Saturday, February 12, 2011

New Learners of the 21st Century


This Tuesday I was invited to a special documentary reception by PBS on educational technology at the Smithsonian Hirshhorn Museum. It was amazing! I loved going because it reminded me why I love education and technology. If you have some time, click here to watch a preview of the documentary. At the reception I was able to meet the president of PBS in Minneapolis/St. Paul and the Director of Educational Technology at the US Department of Education. After meeting the president of the PBS station in Minneapolis/St. Paul I was bold enough to ask him to take a picture with us. My friend Lindsey was very encouraging and helped me navigate the metro to get there. Some of the major takeaways I had from this experience are:
  • It is irresponsible of teachers to ignore digital media.
  • As adults, we try to control what kids are passionate about, but we should just allow them to be passionate because it is their passion that teaches them how to learn. Every kid has an interest and we just need to facilitate their growth and passion for that interest.
  • DYN- Digital Youth Network is a hybrid digital literacy program
  • There is a need for passionate and competent educators.

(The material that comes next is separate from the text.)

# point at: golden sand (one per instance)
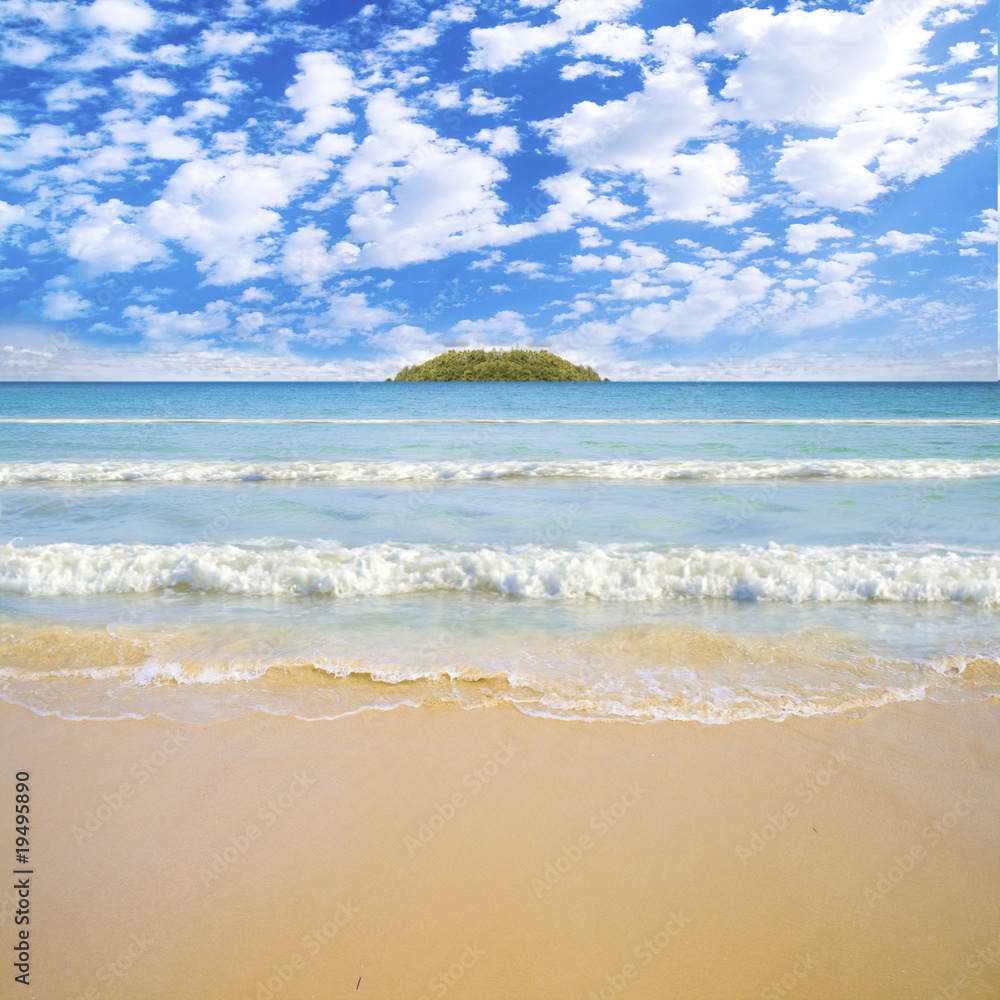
(485, 854)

  • The need to prepare for an uncertain future and the need to help students survive and interdependent globally connected world.

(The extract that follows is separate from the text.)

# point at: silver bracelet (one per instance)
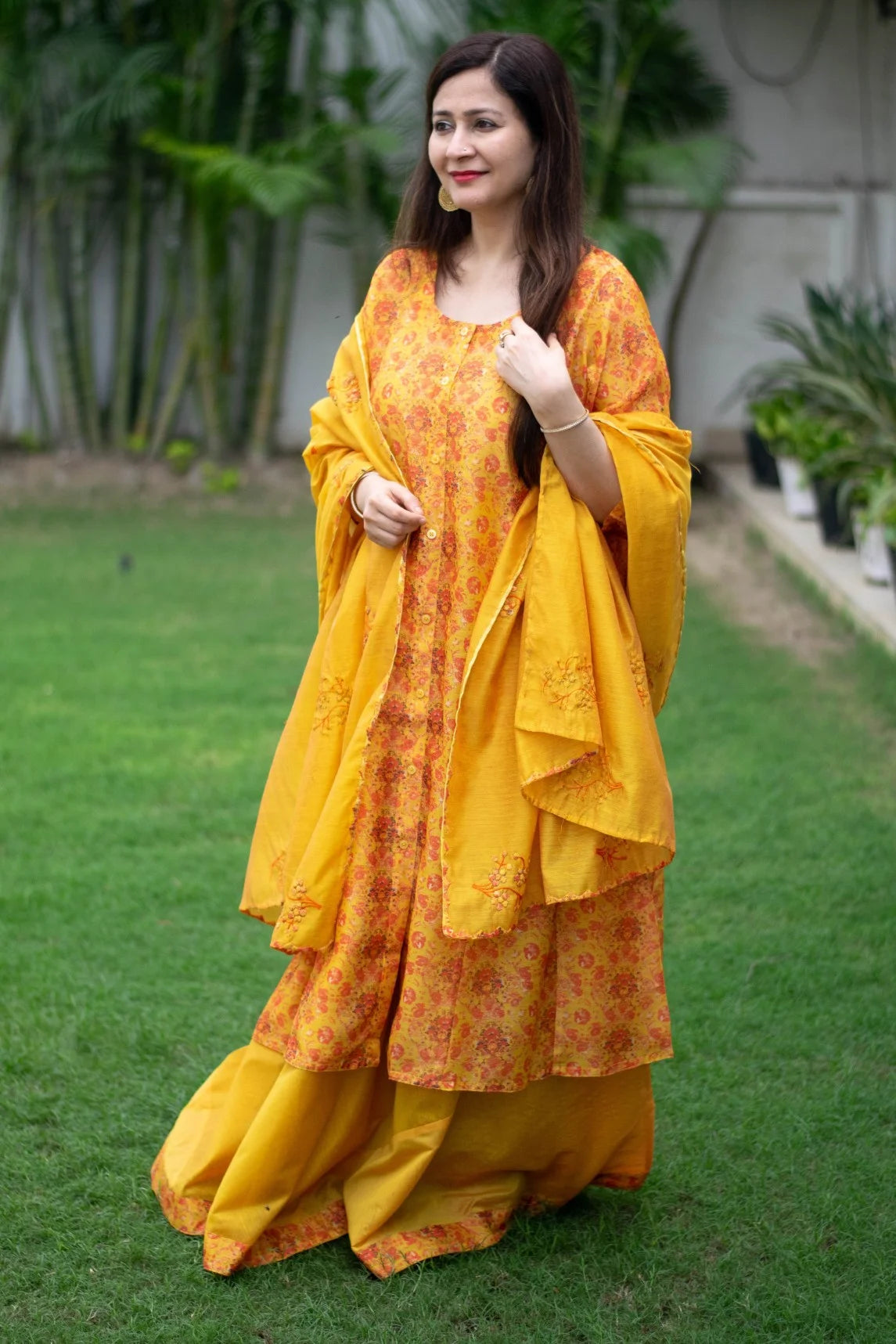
(562, 429)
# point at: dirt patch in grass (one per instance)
(81, 480)
(746, 582)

  • The need to give students credit for learning they do outside of school and to help them integrate their outside life with their school life into one.
  • The role of families- Families benefit from their students learning technologies. Some families facilitate the funding of technologies for their students by participating in a leasing program where they pay and they are able to take the tools home with them.
  • The need to create smart systems that enable families (narrative based report cards, systems that foster longitudinal connectivity)
  • Parents need to be taught the value of technology. If parents know what tech can do, they will do what it takes to make it happen for their students.
  • Parents, teachers and students need to be considered one community, not separately.
  • The need to give students freedom to be creative and make their contribution right now. Going from consumption to production to participation. To give students a voice to tell their stories. There is also a need to explicitly teach digital citizenship.
  • Teachers should begin by asking students "So... what do you think?" and listen to their answer, then create.
  • Schools are wired for technology so they should be open to the public after school for the community to benefit from them.
  • We need to let our students know that who they are and what they can create matters now, not later when they get out of college, but now.
  • Different mediums allow students with different learning preferences to learn.
  • When kids learn technology, they share it with other kids, then they begin sharing it with their families, later they begin sharing it in their communities.
  • The criteria for the use of technology is: ubiquitous, necessary, invisible.
Some of the example assignments that were discussed using technology were scavenger hunts with the use of phones to allow students to take pictures of their findings and create scavenger hunts for other students. Texting was used in these scavenger hunts to give students hints. There was a metaphor assignment in a science classroom that asked students to create a metaphor for a scientific process using digital visual representations. The What If assignment. What if Martin Luther King had not spoken up? What if World War II hadn't happened? Teachers talked about the importance of digitizing all artifacts and making them public and sharable.

The thing that really spoke to me about this presentation was the motivation, happiness, love, passion, and creativity of the teachers. It reminded me of when I was teaching middle school and high school and how much I loved my students and all the fun I had teaching them and learning from them. Working with middle school and high school kids is tough, but if done correctly, it can provide a huge sense of satisfaction and accomplishment.